Type:   64-bit Unsigned Integer
Default:        1

So, I just think the option does not limit osd numbers in backfill activity.





> 在 2017年8月10日，下午1:58，Hyun Ha <[email protected]> 写道：
> 
> Thank you for comment.
> 
> I can understand what you mean.
> When one osd goes down, the osd has many PGs through whole ceph cluster 
> nodes, so each nodes can have one backfill/recovery per osd and ceph culster 
> shows many backfills/recoverys.
> The other side, When one osd goes up, the osd needs to copy PG one by one 
> from other nodes, so ceph cluster shows 1 backfill/recovery.
> Is that right?
> 
> When host or osd goes down, it can give more performance impact than when 
> host or osd goes up.
> So, Is there any configuration to limit osd count per PG when ceph is doing 
> recovers/backfills? 
> Or Is it possible when the usage of system resource(cpu, memory, network 
> throughput, etc) is low, force more recovery/backfills like recovery 
> scheduling?
> 
> Thank you.
> 
> 2017-08-10 13:31 GMT+09:00 David Turner <[email protected] 
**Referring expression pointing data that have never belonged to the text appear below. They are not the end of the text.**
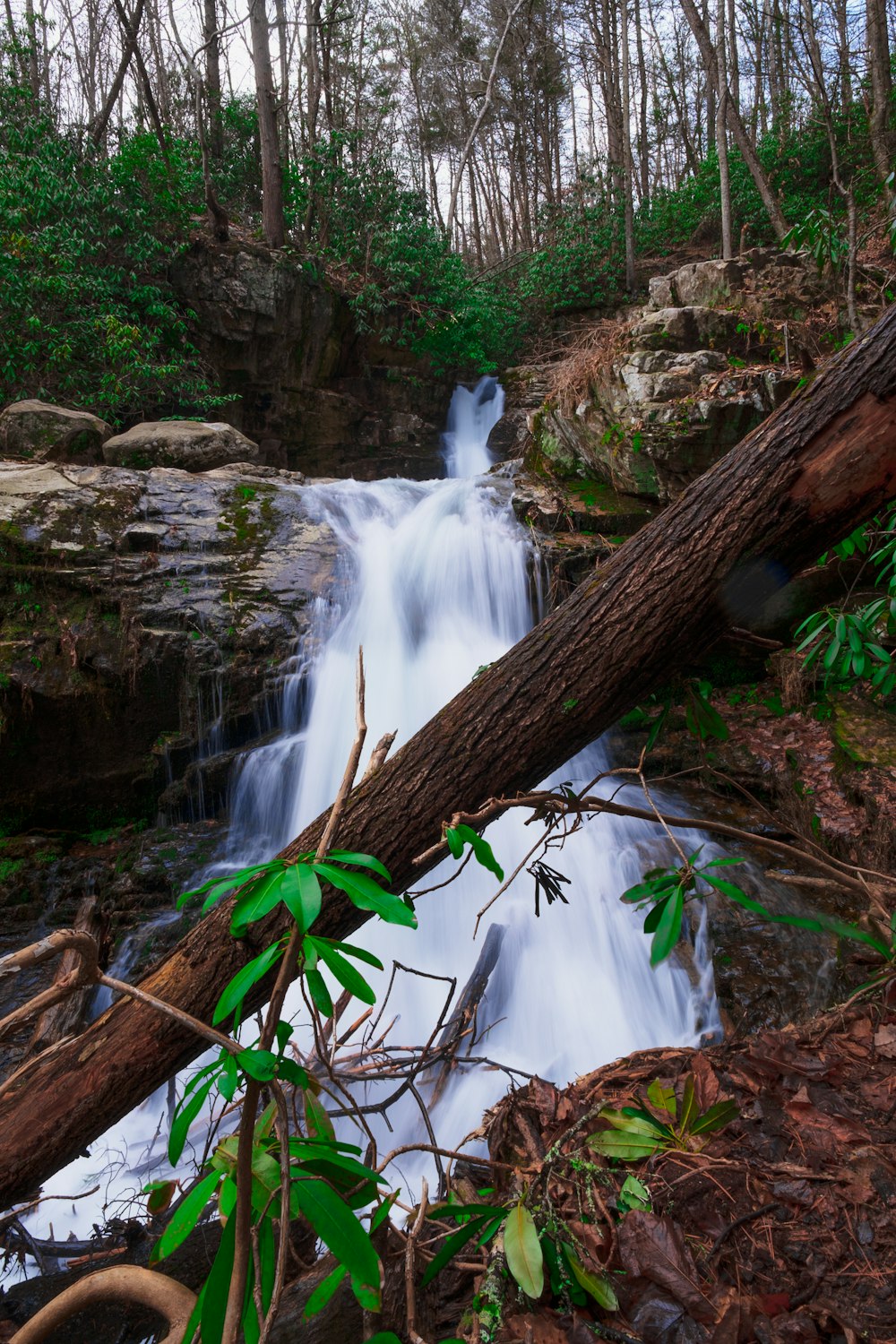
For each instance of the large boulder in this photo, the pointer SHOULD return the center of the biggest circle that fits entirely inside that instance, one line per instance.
(39, 432)
(190, 445)
(145, 618)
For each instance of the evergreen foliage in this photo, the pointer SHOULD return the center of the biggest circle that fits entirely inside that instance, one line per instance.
(86, 239)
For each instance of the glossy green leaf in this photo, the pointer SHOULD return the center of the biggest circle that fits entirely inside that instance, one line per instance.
(352, 951)
(360, 860)
(218, 1285)
(263, 897)
(185, 1217)
(481, 849)
(245, 978)
(715, 1117)
(301, 894)
(185, 1116)
(633, 1193)
(668, 929)
(368, 895)
(225, 883)
(228, 1080)
(344, 970)
(319, 992)
(688, 1107)
(340, 1230)
(450, 1246)
(324, 1292)
(522, 1250)
(454, 843)
(662, 1098)
(260, 1064)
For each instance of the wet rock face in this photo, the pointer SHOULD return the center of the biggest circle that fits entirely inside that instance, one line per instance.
(190, 445)
(140, 607)
(39, 432)
(702, 366)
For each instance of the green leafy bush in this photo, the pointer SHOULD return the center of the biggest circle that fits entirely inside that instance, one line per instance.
(83, 246)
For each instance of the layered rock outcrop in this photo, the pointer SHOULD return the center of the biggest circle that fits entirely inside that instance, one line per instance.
(716, 349)
(39, 432)
(311, 392)
(190, 445)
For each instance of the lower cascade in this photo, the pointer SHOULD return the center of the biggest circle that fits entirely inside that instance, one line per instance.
(435, 581)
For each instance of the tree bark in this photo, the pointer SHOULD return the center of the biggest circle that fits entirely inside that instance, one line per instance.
(735, 120)
(273, 220)
(806, 476)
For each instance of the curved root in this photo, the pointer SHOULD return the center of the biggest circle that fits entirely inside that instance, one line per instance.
(123, 1284)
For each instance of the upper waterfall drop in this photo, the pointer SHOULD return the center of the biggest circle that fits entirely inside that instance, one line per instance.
(470, 419)
(437, 578)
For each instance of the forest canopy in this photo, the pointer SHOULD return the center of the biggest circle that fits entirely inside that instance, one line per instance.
(460, 171)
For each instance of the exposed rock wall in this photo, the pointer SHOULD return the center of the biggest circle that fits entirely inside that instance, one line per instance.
(712, 354)
(308, 390)
(137, 609)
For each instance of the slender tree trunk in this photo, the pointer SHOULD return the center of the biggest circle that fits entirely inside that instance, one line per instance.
(882, 91)
(735, 123)
(626, 151)
(817, 468)
(211, 38)
(643, 90)
(273, 220)
(479, 118)
(721, 134)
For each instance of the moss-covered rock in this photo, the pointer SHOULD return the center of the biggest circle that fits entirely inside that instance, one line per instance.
(140, 607)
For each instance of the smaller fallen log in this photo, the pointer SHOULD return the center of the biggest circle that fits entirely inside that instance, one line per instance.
(809, 475)
(67, 1016)
(123, 1285)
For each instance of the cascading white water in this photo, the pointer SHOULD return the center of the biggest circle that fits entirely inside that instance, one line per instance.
(437, 580)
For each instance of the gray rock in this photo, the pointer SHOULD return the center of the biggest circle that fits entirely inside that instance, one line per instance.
(39, 432)
(190, 445)
(151, 594)
(661, 292)
(711, 284)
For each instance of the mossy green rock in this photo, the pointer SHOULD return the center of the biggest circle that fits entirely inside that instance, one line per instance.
(866, 733)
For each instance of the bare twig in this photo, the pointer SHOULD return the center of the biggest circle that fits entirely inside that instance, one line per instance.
(410, 1293)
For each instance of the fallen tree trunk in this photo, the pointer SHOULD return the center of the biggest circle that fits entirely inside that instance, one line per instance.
(805, 478)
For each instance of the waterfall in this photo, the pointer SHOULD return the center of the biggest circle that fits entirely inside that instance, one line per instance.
(435, 580)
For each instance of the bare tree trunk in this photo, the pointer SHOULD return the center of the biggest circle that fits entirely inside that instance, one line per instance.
(211, 38)
(817, 468)
(735, 121)
(721, 134)
(273, 220)
(479, 118)
(882, 91)
(99, 131)
(626, 151)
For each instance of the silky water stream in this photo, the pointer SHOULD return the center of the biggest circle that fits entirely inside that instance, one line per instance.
(438, 578)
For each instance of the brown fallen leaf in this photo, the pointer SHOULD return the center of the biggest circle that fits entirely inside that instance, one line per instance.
(654, 1247)
(885, 1042)
(532, 1330)
(705, 1085)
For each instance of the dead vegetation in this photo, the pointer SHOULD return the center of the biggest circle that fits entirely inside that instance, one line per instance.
(780, 1228)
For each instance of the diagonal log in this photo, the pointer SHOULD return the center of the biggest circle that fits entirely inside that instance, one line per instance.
(810, 473)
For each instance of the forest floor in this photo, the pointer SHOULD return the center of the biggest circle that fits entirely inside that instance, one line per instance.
(780, 1228)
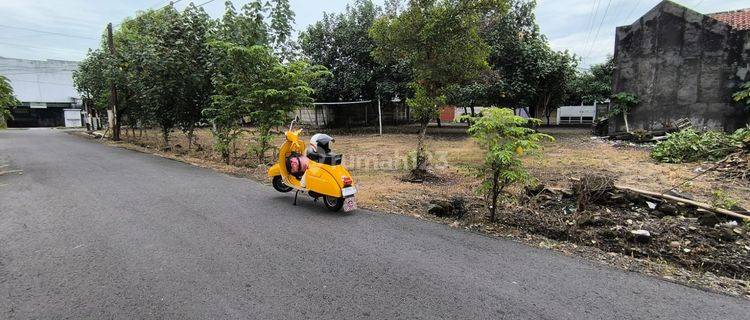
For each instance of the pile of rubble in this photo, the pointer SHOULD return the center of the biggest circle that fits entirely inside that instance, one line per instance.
(596, 212)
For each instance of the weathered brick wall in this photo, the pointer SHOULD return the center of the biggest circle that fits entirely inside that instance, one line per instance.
(681, 64)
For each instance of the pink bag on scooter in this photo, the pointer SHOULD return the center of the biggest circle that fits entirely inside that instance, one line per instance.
(298, 164)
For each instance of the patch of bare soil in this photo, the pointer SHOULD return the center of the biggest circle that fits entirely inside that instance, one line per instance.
(678, 246)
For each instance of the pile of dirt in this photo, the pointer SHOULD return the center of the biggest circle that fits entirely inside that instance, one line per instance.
(630, 224)
(735, 166)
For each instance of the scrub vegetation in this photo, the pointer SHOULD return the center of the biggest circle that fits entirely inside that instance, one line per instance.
(7, 101)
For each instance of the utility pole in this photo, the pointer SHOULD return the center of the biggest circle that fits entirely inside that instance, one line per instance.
(115, 122)
(380, 118)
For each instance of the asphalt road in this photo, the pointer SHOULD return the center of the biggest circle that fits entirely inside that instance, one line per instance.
(97, 232)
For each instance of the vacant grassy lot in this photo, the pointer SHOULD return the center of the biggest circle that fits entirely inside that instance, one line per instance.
(379, 162)
(683, 250)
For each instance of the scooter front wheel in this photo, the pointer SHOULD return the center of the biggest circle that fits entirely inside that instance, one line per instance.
(333, 203)
(279, 185)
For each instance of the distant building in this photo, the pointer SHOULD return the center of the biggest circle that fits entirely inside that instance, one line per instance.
(45, 89)
(683, 64)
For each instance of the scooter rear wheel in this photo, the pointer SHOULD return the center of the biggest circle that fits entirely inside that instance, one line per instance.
(332, 203)
(278, 184)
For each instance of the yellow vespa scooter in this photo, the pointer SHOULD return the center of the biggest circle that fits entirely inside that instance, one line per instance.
(314, 170)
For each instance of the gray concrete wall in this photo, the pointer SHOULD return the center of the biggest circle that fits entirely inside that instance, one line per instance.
(681, 64)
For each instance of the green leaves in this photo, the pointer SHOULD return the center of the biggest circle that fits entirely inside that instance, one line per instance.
(341, 42)
(689, 145)
(592, 85)
(438, 40)
(743, 95)
(623, 102)
(252, 82)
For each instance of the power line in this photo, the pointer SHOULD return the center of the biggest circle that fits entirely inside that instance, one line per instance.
(34, 47)
(590, 27)
(205, 3)
(47, 32)
(598, 30)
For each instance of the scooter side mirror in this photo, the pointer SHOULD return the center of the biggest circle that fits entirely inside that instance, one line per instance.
(296, 119)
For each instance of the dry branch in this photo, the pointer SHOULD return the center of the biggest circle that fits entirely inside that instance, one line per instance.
(687, 201)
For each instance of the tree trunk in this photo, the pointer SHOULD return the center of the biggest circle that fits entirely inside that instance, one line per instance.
(116, 130)
(165, 136)
(421, 161)
(495, 194)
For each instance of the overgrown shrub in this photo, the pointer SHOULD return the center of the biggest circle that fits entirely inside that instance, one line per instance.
(689, 145)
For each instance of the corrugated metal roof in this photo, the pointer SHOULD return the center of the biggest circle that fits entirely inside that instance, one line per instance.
(40, 80)
(738, 19)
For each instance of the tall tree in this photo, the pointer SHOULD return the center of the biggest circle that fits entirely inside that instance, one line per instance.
(247, 28)
(7, 101)
(341, 43)
(518, 54)
(557, 71)
(254, 83)
(439, 41)
(196, 72)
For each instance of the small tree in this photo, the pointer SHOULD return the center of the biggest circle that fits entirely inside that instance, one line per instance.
(622, 103)
(439, 41)
(505, 138)
(7, 101)
(253, 83)
(743, 95)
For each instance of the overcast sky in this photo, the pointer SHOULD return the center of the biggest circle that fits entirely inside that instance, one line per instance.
(585, 27)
> <mailto:[email protected]>>:
> osd_max_backfills is a setting per osd.  With that set to 1, each osd will 
> only be involved in a single backfill/recovery at the same time.  However the 
> cluster as a whole will have as many backfills as it can while each osd is 
> only involved in 1 each.
> 
> On Wed, Aug 9, 2017 at 10:58 PM 하현 <[email protected] 
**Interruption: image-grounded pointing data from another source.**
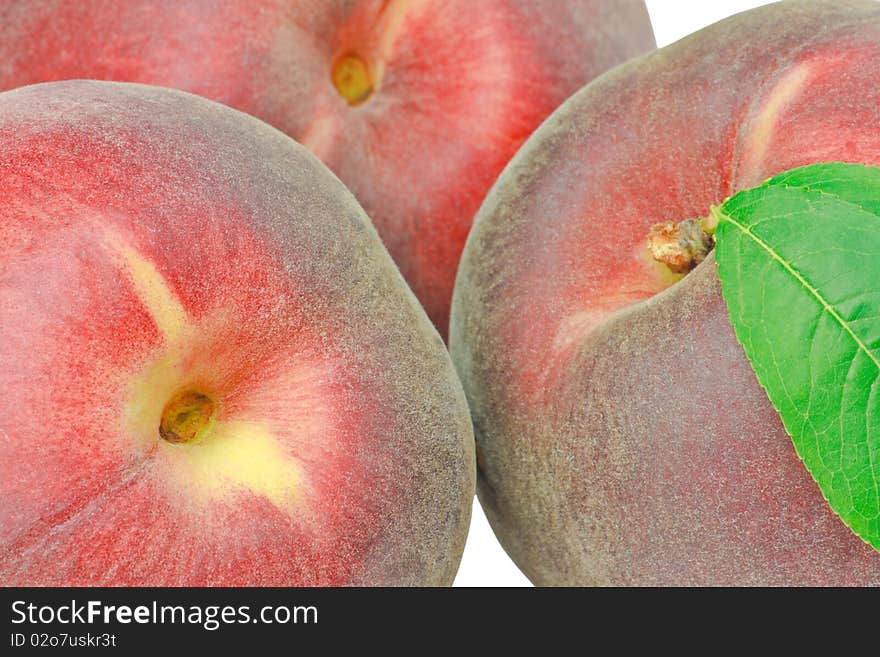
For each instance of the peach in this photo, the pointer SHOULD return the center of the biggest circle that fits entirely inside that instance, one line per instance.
(416, 105)
(622, 435)
(211, 372)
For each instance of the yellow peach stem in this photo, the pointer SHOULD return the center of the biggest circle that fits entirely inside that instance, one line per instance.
(187, 417)
(351, 77)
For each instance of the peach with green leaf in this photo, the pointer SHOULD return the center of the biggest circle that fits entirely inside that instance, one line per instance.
(623, 436)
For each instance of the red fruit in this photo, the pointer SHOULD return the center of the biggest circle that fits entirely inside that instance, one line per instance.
(211, 373)
(416, 105)
(622, 435)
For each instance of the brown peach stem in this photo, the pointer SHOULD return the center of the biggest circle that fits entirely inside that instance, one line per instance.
(682, 246)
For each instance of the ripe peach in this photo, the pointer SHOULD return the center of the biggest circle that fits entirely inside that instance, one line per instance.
(211, 373)
(622, 436)
(416, 105)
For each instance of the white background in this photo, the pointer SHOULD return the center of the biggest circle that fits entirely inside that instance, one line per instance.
(485, 563)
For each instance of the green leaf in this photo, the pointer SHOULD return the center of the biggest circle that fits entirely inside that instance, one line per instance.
(799, 262)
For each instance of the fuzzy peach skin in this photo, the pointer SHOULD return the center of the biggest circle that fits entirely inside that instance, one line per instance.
(445, 91)
(622, 436)
(157, 246)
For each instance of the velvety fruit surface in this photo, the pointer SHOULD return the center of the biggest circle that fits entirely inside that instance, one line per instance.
(622, 436)
(211, 373)
(416, 105)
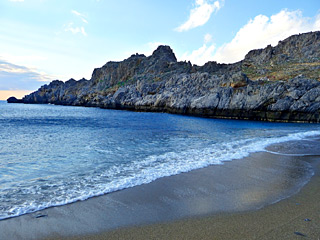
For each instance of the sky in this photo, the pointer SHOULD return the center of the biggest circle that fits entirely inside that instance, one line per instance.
(44, 40)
> <mailto:[email protected]>> wrote:
> Hi ceph experts.
> 
> I confused when set limitation of osd max backfills.
> When osd down recovery&backfills occuerred, and osd up is same.
> 
> I want to set limitation for backfills to 1.
> So, I set config as below.
> 
> 
> # ceph --admin-daemon /var/run/ceph/ceph-osd.0.asok config show|egrep 
> "osd_max_backfills|osd_recovery_threads|osd_recovery_max_active|osd_recovery_op_priority"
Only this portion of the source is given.